Se habla mucho de Stalingrado. Pero ojito con Kiev: 452.720 hombres acorralados, de los cuales unos 60.000 eran oficiales. Para los alemanes, aquella captura fue un Primark de armas, pertrechos y combustible. Kirponos dio la vida en las últimas batallas (en esto fue mucho más arrecho que Von Paulus, todo hay que decirlo); exactamente igual que su jefe Estado Mayor, general Vasili Ivanovitch Tupikov; y el miembro del Consejo Milhail Alexeyevitch Burmistenko. La derrota de Kiev colocó la guerra en Ucrania definitivamente del lado de los alemanes; y fue toda, todida, responsabilidad de los cráneos previlegiados moscovitas. Stalin, al escuchar la noticia de lo que había pasado, simplemente se puso a discutir sobre la mejor forma de sustituir a Kirponos. Le encalomó el marrón a Timoshenko, con Khruschev de sufridor en casa.

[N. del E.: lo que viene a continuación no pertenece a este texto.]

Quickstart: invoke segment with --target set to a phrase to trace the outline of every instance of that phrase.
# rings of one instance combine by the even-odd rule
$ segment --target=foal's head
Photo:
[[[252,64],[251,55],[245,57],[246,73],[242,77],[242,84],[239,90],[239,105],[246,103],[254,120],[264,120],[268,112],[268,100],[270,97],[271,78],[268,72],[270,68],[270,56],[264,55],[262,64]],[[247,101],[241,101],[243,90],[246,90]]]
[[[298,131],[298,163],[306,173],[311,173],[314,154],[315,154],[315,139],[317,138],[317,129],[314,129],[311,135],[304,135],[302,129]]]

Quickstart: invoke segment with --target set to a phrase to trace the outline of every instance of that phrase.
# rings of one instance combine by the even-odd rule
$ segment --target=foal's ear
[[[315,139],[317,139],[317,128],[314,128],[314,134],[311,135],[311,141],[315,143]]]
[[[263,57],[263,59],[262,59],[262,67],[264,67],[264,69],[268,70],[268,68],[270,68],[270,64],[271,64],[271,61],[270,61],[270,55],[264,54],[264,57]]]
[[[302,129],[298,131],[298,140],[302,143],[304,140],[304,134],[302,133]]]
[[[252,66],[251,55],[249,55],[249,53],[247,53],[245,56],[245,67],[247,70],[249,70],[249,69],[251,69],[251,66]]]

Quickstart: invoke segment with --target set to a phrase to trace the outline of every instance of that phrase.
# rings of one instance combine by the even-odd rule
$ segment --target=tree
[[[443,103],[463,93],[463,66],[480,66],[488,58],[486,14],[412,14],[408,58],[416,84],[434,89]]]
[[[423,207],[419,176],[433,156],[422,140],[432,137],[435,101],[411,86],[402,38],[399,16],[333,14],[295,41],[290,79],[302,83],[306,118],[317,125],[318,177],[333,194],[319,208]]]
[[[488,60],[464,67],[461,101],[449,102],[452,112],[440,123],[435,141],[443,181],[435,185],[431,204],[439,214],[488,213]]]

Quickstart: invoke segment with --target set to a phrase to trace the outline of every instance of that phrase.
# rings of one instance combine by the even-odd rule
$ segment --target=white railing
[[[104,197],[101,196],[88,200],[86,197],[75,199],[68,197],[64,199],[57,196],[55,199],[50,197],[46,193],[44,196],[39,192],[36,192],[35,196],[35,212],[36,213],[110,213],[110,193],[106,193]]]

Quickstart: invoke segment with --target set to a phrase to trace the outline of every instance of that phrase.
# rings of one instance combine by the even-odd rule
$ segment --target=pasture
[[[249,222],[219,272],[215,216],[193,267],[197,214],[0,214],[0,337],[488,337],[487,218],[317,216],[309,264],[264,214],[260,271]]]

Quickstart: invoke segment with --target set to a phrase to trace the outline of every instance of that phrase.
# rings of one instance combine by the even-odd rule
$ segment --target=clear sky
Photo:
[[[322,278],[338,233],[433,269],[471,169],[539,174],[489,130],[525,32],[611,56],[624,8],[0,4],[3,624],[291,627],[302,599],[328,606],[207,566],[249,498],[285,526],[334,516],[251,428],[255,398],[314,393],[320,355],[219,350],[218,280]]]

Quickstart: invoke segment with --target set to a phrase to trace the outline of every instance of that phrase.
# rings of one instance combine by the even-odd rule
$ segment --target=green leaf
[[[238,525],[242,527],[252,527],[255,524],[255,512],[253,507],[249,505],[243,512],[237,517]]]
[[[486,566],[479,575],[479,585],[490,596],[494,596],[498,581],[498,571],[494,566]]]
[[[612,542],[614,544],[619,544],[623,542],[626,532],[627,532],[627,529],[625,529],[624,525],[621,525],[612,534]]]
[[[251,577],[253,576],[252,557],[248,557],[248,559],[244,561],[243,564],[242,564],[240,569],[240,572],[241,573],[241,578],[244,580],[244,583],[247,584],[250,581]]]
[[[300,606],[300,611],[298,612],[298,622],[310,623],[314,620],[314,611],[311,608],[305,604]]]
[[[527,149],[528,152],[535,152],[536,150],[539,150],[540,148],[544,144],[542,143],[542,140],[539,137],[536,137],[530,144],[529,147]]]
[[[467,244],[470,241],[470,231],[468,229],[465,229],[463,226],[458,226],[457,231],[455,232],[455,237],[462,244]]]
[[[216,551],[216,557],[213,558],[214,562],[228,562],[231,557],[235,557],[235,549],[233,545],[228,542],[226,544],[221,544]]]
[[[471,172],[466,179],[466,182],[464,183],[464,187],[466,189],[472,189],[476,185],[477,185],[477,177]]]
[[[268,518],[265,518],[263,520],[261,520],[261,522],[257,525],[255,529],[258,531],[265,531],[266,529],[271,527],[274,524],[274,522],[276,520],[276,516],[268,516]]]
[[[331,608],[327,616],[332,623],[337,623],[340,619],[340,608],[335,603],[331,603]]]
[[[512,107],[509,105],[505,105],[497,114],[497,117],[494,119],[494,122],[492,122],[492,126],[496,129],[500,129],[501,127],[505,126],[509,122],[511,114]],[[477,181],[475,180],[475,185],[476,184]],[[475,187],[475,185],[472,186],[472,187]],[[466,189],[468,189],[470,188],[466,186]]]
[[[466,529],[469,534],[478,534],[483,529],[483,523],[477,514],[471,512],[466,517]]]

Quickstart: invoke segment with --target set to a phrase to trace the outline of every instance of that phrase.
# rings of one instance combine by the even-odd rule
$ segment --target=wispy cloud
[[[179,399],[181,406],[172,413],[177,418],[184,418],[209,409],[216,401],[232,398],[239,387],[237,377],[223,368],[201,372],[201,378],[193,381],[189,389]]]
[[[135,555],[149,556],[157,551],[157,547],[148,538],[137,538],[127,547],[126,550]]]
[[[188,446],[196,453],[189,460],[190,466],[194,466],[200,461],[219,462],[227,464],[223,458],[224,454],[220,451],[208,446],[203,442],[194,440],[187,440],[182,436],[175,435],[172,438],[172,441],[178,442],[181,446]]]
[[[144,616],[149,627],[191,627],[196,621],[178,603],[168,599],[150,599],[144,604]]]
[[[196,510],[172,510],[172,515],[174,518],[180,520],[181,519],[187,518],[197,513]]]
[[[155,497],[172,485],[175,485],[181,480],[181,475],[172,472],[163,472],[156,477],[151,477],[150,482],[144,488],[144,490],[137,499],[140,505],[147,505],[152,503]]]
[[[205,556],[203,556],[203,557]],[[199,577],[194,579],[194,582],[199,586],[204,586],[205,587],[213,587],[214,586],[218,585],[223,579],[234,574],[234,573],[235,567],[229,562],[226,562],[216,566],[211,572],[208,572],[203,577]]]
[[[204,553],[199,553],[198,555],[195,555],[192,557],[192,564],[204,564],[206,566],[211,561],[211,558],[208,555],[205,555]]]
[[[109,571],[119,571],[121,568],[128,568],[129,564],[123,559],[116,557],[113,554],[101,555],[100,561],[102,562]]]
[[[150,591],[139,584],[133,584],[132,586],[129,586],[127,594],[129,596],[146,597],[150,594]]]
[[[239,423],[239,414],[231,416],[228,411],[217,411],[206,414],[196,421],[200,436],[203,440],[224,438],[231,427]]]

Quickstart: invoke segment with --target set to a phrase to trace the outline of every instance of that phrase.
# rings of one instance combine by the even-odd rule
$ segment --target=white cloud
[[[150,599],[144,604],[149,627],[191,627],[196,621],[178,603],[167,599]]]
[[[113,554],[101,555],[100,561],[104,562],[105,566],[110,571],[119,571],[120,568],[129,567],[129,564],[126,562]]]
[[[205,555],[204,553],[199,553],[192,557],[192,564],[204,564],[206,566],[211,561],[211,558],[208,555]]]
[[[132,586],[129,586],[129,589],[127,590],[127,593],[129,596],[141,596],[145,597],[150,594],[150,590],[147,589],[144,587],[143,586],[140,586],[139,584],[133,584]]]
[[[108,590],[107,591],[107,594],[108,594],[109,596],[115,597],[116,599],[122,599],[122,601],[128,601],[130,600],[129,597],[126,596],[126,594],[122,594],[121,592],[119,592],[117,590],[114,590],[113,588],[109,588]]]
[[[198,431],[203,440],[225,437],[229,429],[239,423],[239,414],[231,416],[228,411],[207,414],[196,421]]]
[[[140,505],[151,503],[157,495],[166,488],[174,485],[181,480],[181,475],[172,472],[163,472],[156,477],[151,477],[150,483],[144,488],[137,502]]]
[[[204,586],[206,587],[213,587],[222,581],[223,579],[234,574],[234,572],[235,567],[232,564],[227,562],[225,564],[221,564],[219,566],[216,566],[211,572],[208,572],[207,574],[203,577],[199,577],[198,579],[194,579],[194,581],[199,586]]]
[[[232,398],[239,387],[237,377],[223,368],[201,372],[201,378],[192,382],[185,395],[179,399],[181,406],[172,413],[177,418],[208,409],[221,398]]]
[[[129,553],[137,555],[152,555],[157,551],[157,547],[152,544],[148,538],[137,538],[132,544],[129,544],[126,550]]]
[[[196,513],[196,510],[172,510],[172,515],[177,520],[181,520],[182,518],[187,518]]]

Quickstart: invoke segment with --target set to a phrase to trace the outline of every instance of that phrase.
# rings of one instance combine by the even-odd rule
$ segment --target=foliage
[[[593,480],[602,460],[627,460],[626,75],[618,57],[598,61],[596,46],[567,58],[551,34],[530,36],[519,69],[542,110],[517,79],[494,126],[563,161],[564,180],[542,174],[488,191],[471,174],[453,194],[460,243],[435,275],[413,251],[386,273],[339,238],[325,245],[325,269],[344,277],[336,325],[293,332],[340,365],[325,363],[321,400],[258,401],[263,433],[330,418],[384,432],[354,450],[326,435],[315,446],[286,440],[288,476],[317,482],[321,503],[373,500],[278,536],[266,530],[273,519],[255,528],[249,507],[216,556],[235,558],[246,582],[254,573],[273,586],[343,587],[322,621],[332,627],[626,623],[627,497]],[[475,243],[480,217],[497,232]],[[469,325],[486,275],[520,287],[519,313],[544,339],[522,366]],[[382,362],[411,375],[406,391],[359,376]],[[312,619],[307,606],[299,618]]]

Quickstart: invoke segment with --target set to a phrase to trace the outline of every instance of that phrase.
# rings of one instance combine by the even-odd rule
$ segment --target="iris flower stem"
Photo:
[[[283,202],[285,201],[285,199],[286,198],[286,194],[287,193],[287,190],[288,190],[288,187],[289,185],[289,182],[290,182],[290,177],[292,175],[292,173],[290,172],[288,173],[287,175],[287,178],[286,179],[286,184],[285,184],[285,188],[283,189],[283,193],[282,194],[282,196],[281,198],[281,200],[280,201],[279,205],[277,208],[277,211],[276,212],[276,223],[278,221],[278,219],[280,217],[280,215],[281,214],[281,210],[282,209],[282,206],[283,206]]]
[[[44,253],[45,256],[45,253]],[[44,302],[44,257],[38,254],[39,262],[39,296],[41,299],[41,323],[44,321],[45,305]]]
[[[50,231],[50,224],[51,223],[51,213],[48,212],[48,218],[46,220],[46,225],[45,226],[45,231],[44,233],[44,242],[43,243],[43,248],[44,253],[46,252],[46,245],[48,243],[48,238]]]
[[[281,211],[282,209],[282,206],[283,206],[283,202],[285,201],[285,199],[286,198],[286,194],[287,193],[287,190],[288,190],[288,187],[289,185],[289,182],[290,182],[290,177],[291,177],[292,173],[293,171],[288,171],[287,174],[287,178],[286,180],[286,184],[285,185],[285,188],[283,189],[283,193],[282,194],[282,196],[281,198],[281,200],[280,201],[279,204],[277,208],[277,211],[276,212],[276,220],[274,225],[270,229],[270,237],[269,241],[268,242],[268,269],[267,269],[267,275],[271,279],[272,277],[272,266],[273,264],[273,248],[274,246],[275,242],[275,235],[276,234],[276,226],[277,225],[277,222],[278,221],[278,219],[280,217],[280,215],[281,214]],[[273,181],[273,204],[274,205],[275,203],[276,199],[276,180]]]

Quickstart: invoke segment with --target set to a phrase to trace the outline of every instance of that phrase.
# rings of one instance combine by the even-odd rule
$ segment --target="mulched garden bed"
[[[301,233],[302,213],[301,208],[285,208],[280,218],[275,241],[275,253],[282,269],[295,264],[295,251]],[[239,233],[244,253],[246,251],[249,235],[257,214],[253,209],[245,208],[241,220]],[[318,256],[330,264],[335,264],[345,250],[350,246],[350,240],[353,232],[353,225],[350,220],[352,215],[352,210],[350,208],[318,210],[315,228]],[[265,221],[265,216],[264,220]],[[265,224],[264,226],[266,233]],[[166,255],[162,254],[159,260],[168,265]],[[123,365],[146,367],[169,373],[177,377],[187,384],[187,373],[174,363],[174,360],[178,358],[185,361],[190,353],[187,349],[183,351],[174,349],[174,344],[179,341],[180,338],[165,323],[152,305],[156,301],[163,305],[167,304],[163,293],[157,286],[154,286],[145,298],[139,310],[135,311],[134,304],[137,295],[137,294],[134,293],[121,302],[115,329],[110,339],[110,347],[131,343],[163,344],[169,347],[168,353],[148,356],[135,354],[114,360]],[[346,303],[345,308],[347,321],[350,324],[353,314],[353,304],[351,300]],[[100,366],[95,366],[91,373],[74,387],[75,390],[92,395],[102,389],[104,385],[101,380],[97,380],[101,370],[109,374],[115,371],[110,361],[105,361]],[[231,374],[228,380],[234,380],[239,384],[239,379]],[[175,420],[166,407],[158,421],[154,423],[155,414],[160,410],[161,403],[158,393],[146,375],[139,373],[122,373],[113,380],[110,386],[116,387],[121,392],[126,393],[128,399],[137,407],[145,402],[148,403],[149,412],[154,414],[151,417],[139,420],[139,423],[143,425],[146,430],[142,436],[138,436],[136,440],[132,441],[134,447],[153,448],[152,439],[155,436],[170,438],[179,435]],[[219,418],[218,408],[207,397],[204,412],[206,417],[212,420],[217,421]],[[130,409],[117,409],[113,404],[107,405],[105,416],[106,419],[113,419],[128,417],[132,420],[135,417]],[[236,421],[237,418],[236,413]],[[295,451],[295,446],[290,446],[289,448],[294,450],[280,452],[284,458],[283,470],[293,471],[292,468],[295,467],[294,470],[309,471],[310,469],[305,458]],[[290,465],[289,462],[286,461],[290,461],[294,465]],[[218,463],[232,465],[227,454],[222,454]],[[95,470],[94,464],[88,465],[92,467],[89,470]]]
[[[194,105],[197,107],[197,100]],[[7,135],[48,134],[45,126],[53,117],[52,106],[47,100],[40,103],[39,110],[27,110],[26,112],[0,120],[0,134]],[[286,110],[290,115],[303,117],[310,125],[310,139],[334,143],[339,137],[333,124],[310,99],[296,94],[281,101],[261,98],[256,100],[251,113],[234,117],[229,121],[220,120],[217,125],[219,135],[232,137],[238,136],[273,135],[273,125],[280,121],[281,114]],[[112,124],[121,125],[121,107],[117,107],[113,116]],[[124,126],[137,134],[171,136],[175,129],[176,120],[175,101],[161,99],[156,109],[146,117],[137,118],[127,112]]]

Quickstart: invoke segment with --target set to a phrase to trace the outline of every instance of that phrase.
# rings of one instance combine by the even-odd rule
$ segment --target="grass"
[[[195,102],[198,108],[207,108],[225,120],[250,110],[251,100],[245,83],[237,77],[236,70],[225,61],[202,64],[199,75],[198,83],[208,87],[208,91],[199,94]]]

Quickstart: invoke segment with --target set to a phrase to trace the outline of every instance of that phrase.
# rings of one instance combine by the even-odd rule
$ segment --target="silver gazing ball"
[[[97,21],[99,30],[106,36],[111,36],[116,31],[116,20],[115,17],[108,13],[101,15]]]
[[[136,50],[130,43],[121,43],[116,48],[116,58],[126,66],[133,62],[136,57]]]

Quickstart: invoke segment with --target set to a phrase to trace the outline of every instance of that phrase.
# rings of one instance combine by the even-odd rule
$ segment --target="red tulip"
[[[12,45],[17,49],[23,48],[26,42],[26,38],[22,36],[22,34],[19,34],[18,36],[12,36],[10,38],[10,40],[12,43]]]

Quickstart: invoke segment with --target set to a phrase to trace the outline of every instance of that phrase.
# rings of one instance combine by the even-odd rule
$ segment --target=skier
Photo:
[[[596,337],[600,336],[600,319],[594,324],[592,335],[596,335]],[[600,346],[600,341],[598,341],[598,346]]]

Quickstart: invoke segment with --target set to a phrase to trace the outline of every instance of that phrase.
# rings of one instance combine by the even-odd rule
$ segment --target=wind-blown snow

Hagamos una digresión para explicar en qué le afectaron las hostilidades a Lavrentii Beria. La llegada de la guerra restituyó el comisariado en el Ejército, y más cosas. El 20 de julio de 1941, Stalin firmó una orden por la cual se instaba a purgar todas las unidades militares de elementos indeseables; asimismo, fue entonces cuando se estableció que todo militar soviético que escapase de las garras de los alemanes debería ser investigado a fondo por secciones especiales o osobye otdely, es decir Oos. Estas unidades, y las tropas de la NKVD, comenzaron rápido a hacer su trabajo. El 25 de julio rodearon a un millar de lo que consideraron desertores y fusilaron a la mayoría. Dos días después se impuso la pena de muerte para cinco altos oficiales, entre ellos el coronel general Dimitri Grigorievitch Pavlov, a quien, como vemos en estas notas, Stalin hizo de cabeza de turco del desastre total del frente occidental.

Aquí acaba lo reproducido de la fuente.